Ter ondersteuning van zijn beroep tegen het besluit van de Commissie van 13 januari 2023 houdende afwijzing van zijn klacht inzake inbreuken op artikel 101 VWEU en artikel 102 VWEU die zouden zijn begaan door SCR-Sibelco NV, Cimenteries C.B.R. Cementbedrijven NV, Grintbedrijf SBS NV, Kiezelgroeve Varenberg NV, Dragages Graviers et Travaux (Dragratra) NV, Sibelco Nederland BV, Van Nieuwpoort Groep BV, Heidelbergcement AG en Hülskens Holding GmbH & Co (Zaak AT.40683 — Belgisch zand) voert verzoeker twee middelen aan.

1.

Eerste middel: de Commissie heeft haar onderzoeks- en motiveringsplicht geschonden

De Commissie heeft haar verplichting geschonden om de door verzoeker aangehaalde omstandigheden en overeenkomsten zorgvuldig te onderzoeken, ondanks de aanwezigheid van hardcore mededingingsbeperkingen. De door verzoeker aangehaalde argumenten zijn zonder enig onderzoek verworpen en de Commissie beperkt zich in het bestreden besluit tot summiere en oppervlakkige vaststellingen.

2.

Tweede middel: de Commissie heeft het belang van de Unie onjuist beoordeeld

De Commissie heeft zich ten onrechte op het standpunt gesteld dat de door verzoeker aangehaalde inbreuken beperkt lijken te zijn tot één lidstaat, en heeft daardoor de internationale reikwijdte van de feiten miskend.

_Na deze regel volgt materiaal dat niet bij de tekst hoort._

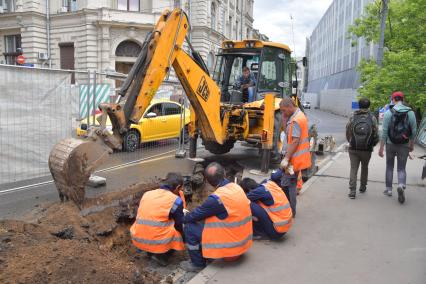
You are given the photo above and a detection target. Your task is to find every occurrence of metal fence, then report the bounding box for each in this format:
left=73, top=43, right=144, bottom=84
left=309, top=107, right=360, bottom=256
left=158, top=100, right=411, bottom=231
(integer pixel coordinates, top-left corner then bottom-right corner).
left=0, top=64, right=186, bottom=190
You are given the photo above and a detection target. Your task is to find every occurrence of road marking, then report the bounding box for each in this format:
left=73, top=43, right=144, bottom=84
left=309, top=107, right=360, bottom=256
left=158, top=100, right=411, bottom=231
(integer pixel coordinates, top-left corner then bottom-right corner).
left=0, top=151, right=177, bottom=195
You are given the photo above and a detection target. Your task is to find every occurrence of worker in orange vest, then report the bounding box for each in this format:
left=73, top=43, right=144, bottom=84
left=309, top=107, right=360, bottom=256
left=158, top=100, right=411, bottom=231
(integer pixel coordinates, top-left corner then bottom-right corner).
left=279, top=97, right=312, bottom=217
left=180, top=162, right=253, bottom=272
left=239, top=177, right=293, bottom=240
left=130, top=172, right=185, bottom=266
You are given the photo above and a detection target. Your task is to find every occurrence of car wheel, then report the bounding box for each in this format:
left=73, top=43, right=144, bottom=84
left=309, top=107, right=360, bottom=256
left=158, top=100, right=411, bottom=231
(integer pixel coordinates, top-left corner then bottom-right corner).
left=123, top=130, right=140, bottom=152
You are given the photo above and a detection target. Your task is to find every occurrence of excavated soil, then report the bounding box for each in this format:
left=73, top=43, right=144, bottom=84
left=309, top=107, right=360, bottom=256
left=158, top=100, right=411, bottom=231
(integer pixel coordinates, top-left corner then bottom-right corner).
left=0, top=182, right=188, bottom=284
left=0, top=162, right=245, bottom=284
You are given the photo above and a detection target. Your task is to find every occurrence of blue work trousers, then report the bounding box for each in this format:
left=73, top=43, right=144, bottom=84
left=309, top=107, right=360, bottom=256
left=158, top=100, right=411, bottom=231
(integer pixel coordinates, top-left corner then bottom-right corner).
left=184, top=222, right=206, bottom=267
left=251, top=202, right=285, bottom=240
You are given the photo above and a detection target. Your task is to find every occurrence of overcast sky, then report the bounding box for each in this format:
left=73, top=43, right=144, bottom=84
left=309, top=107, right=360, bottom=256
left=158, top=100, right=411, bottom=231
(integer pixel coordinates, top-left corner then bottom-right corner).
left=253, top=0, right=333, bottom=57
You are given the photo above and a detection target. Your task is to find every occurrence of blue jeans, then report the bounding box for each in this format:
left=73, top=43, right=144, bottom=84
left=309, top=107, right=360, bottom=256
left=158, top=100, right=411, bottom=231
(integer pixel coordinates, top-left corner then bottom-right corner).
left=251, top=202, right=285, bottom=240
left=248, top=87, right=255, bottom=102
left=184, top=222, right=206, bottom=267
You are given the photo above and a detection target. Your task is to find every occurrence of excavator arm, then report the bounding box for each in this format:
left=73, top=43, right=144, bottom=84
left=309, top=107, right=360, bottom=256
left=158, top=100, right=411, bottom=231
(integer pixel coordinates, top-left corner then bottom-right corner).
left=48, top=9, right=224, bottom=206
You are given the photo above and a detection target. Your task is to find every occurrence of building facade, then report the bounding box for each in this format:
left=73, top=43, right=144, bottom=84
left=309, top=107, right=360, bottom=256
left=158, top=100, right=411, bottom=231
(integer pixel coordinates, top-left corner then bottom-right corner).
left=307, top=0, right=376, bottom=94
left=0, top=0, right=254, bottom=76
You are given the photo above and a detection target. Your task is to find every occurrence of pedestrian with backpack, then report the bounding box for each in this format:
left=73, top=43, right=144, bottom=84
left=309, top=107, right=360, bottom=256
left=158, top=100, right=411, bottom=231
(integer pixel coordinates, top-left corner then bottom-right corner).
left=346, top=97, right=379, bottom=199
left=379, top=91, right=417, bottom=204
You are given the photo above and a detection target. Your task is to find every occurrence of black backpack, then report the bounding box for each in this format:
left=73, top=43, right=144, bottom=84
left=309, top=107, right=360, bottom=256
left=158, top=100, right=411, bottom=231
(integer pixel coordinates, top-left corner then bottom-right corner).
left=388, top=109, right=412, bottom=144
left=350, top=112, right=374, bottom=150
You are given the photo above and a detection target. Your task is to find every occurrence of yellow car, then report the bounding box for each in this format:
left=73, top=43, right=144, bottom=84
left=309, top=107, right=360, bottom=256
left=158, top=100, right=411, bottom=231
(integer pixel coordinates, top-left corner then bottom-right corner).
left=77, top=99, right=190, bottom=152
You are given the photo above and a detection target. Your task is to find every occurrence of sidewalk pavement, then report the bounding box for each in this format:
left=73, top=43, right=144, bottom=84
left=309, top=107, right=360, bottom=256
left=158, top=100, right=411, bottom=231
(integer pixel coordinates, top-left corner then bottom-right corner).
left=189, top=146, right=426, bottom=284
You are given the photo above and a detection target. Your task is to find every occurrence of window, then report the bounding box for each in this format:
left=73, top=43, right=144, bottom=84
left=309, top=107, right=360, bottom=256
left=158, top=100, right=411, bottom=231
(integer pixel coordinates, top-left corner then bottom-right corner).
left=235, top=20, right=239, bottom=39
left=59, top=42, right=75, bottom=83
left=118, top=0, right=139, bottom=11
left=115, top=40, right=142, bottom=57
left=145, top=104, right=163, bottom=117
left=207, top=52, right=215, bottom=72
left=0, top=0, right=15, bottom=12
left=211, top=2, right=216, bottom=31
left=3, top=34, right=21, bottom=65
left=163, top=103, right=181, bottom=116
left=62, top=0, right=77, bottom=12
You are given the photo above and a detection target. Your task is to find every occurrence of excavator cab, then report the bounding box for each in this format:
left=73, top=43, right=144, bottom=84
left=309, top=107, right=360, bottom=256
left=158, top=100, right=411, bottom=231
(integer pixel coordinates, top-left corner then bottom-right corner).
left=213, top=40, right=292, bottom=104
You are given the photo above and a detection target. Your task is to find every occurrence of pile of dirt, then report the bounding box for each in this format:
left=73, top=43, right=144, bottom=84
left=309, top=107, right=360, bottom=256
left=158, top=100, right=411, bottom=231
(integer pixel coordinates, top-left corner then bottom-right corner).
left=0, top=182, right=185, bottom=284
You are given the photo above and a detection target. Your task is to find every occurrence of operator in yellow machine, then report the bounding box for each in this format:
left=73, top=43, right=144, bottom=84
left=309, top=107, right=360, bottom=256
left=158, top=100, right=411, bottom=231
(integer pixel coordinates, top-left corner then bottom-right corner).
left=234, top=66, right=257, bottom=103
left=180, top=162, right=253, bottom=272
left=130, top=172, right=185, bottom=266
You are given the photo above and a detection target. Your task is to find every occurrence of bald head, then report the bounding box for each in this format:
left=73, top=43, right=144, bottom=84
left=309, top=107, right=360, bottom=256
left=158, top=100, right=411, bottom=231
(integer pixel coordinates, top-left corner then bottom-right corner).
left=280, top=96, right=297, bottom=117
left=204, top=162, right=225, bottom=187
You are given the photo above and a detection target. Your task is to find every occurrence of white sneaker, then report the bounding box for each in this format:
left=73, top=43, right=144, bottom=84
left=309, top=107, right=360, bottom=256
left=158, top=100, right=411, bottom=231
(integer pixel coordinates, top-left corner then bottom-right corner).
left=383, top=189, right=392, bottom=197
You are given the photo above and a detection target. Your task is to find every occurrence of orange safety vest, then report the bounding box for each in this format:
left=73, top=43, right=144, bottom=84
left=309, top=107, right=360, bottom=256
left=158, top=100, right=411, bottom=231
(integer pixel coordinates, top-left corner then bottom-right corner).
left=259, top=181, right=293, bottom=233
left=130, top=189, right=185, bottom=253
left=288, top=110, right=312, bottom=171
left=202, top=183, right=253, bottom=259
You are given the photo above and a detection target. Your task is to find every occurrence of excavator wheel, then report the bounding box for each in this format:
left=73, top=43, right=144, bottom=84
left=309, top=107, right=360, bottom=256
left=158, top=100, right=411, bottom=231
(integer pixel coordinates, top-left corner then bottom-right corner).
left=48, top=138, right=112, bottom=206
left=203, top=139, right=235, bottom=155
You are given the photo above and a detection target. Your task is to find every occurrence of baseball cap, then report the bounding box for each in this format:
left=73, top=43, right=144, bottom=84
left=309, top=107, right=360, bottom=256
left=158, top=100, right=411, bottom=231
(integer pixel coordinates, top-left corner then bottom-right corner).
left=391, top=91, right=404, bottom=100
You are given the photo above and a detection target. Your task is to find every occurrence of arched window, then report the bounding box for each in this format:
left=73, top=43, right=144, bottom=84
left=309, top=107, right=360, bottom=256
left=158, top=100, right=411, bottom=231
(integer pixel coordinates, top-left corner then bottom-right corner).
left=115, top=40, right=141, bottom=57
left=207, top=52, right=215, bottom=72
left=211, top=2, right=216, bottom=31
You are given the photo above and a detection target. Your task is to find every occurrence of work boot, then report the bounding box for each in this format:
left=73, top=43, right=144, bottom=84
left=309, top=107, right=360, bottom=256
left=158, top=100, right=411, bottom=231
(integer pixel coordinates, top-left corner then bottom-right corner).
left=383, top=189, right=392, bottom=197
left=348, top=190, right=356, bottom=199
left=359, top=186, right=367, bottom=193
left=180, top=260, right=204, bottom=272
left=151, top=254, right=168, bottom=267
left=397, top=186, right=405, bottom=204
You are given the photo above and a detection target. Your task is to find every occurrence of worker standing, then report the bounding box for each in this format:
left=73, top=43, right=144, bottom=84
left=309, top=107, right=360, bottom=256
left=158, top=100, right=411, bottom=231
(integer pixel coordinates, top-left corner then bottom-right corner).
left=279, top=97, right=312, bottom=217
left=239, top=177, right=293, bottom=240
left=180, top=162, right=253, bottom=272
left=130, top=173, right=185, bottom=266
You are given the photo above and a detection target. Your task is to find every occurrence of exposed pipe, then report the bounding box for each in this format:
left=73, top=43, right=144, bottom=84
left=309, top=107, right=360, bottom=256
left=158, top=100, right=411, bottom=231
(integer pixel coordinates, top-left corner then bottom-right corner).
left=46, top=0, right=51, bottom=68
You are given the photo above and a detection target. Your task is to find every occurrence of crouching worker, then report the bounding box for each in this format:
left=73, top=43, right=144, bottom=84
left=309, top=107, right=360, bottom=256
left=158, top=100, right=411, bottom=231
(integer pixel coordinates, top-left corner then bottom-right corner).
left=240, top=177, right=293, bottom=240
left=180, top=162, right=253, bottom=272
left=130, top=172, right=185, bottom=266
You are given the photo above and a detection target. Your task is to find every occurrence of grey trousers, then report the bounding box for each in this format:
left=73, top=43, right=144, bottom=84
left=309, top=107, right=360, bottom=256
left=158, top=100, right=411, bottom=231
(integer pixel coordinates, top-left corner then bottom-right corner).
left=349, top=150, right=372, bottom=192
left=281, top=172, right=298, bottom=217
left=386, top=143, right=409, bottom=190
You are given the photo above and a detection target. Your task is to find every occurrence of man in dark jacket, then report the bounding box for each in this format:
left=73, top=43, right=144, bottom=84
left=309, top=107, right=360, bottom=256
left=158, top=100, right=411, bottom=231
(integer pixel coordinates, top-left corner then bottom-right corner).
left=346, top=97, right=379, bottom=199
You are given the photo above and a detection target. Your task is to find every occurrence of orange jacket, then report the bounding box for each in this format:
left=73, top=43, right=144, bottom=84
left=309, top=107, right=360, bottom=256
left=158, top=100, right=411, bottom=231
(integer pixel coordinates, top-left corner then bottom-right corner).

De Commissie heeft ook geen rekening gehouden met de duurtijd van de inbreuken en zij heeft ten onrechte de conclusie getrokken dat de nationale rechterlijke instanties en autoriteiten goed geplaatst zijn om de door verzoeker aangehaalde mededingingsverstorende praktijken te beoordelen.